SpaceX’s $2 Trillion IPO Turns Nvidia’s $81 Billion Quarter Into a Footnote
For the last three years, Wall Street has operated on one basic rule: when Nvidia Corp. reports earnings, the market stops everything else and watches.
On Wednesday night, Nvidia delivered another massive quarter — and the market barely reacted.
The reason arrived hours earlier, when Elon Musk’s SpaceX confidentially filed paperwork for what could become the largest initial public offering in the history of global markets.
The targeted valuation: between $1.75 trillion and $2 trillion.
The expected raise: as much as $75 billion, more than double the size of Saudi Aramco’s record $29.4 billion IPO in 2019.
In plain English, a private rocket company may be about to become one of the most valuable publicly traded companies on earth.
And suddenly, even Nvidia’s staggering earnings looked almost routine.
On paper, Nvidia delivered exactly the kind of quarter that normally dominates global markets. The company reported first-quarter revenue of $81.62 billion, beating Wall Street estimates of $79.19 billion. Adjusted earnings per share came in at $1.87, above the $1.76 consensus. Gross margins held near 75%. Revenue guidance for the current quarter topped expectations again, ranging between $89.18 billion and $92.82 billion.
The company also announced an additional $80 billion share buyback, raised its dividend, and extended one of the most dominant earnings streaks in modern corporate history.
And yet Nvidia shares barely moved in after-hours trading.
The reason is simple: investors no longer view Nvidia as a surprise.
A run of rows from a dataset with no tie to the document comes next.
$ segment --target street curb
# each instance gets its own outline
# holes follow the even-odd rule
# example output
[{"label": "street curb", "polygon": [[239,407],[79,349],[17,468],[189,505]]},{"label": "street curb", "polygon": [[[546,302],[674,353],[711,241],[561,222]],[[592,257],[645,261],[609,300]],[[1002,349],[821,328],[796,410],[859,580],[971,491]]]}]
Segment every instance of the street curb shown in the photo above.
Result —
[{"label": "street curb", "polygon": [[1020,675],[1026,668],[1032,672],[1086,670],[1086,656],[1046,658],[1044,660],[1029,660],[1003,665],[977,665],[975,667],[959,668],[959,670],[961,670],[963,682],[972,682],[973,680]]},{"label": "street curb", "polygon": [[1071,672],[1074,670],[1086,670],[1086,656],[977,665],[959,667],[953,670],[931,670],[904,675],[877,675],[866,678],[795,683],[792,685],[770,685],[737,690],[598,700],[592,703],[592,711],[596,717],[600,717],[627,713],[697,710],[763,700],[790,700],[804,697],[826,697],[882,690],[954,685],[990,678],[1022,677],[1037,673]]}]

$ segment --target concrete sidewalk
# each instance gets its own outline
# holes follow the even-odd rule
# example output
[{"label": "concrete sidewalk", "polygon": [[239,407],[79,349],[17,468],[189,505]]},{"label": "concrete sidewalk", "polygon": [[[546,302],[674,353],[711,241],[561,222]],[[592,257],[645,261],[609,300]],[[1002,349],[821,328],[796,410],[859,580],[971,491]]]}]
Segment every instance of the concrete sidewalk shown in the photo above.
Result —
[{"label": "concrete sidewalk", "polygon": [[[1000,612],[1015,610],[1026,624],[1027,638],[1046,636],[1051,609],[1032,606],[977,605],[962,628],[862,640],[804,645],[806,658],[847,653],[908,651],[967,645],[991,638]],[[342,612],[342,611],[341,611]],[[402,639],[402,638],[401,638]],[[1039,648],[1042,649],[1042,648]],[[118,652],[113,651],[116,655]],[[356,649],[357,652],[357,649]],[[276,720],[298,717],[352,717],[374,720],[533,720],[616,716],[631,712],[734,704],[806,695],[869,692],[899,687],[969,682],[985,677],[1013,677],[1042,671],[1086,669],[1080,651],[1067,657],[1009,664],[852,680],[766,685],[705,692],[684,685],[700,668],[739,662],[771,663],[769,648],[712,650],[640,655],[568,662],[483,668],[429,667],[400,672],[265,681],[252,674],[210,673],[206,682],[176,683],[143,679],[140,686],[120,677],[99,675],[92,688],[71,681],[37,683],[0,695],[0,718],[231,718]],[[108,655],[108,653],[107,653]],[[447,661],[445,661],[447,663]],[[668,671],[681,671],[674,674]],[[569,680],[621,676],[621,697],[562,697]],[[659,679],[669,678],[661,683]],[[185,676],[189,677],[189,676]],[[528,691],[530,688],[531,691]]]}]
They view it as infrastructure.
The market already assumes AI spending will remain enormous. The debate has moved beyond the chip supplier and toward the companies building entire ecosystems around artificial intelligence, satellites, broadband networks, and supercomputing infrastructure.
That is where SpaceX enters the story.
According to the filing, SpaceX generated roughly $4.694 billion in revenue during the quarter ended March 31. The business now spans three major divisions: rocket launches, the Starlink satellite-internet network, and a rapidly growing AI infrastructure operation tied to Musk’s acquisition of xAI earlier this year.
That AI segment includes the massive Colossus compute cluster, which houses more than 220,000 Nvidia GPUs and has already been tapped by companies including Anthropic for AI processing capacity.
In effect, SpaceX is becoming both a customer and competitor within the AI ecosystem at the same time.
The company is also attempting to turn the IPO into a public event rather than a traditional Wall Street offering.
SpaceX plans a 5-for-1 stock split ahead of the listing, reducing the implied per-share price from roughly $526 to about $105, according to documents reported by Bloomberg. The company has also discussed allocating as much as 30% of IPO shares to retail investors — an unusually large portion for an offering of this scale.
The strategy is politically and financially smart.
It turns the IPO into something ordinary Americans can participate in directly instead of watching from the sidelines while institutional investors dominate the allocation.
Still, the risks are enormous.
At a valuation approaching $2 trillion, SpaceX would debut at more than 100 times annual sales, far above the multiples at which even companies like Meta Platforms or Nvidia traded during peak growth periods.
The company also reportedly lost roughly $5 billion last year.
Critics argue the valuation reflects investor excitement around Musk more than traditional financial fundamentals.
But supporters counter that no company in the world controls a comparable combination of launch dominance, satellite broadband infrastructure, military contracts, and AI computing power.
Starlink alone is estimated by some analysts to be worth between $150 billion and $250 billion as a standalone business. SpaceX also launches the majority of satellites entering orbit globally and remains deeply embedded in U.S. military and intelligence infrastructure.
For everyday Americans, however, the bigger story is what this IPO represents.
For the first time, ordinary investors may soon own shares in the company controlling much of the world’s access to space, satellite communications, and rapidly expanding AI infrastructure.
The IPO also deepens the connection between Musk’s businesses and Washington. SpaceX depends heavily on federal contracts, regulatory approvals, and broadband subsidies. Once public, those political relationships become directly tied to the retirement accounts and brokerage portfolios of millions of investors.
Most importantly, the IPO signals something larger about the AI economy itself.
The market’s center of gravity is shifting.
Nvidia remains the backbone of AI hardware. But investors are now chasing the companies building the infrastructure that consumes Nvidia chips at massive scale — orbital internet systems, hyperscale compute clusters, and AI-powered communications networks.
That is why an $81 billion Nvidia quarter suddenly felt almost ordinary.
The AI economy has become so large that even Nvidia is no longer the whole story.
And by the time SpaceX executives begin meeting institutional investors ahead of the June roadshow, the question for many Americans may no longer be whether they should own Nvidia.
It may be whether they are willing to buy into Elon Musk’s vision of space, broadband, and artificial intelligence — at whatever price Wall Street decides the future is worth.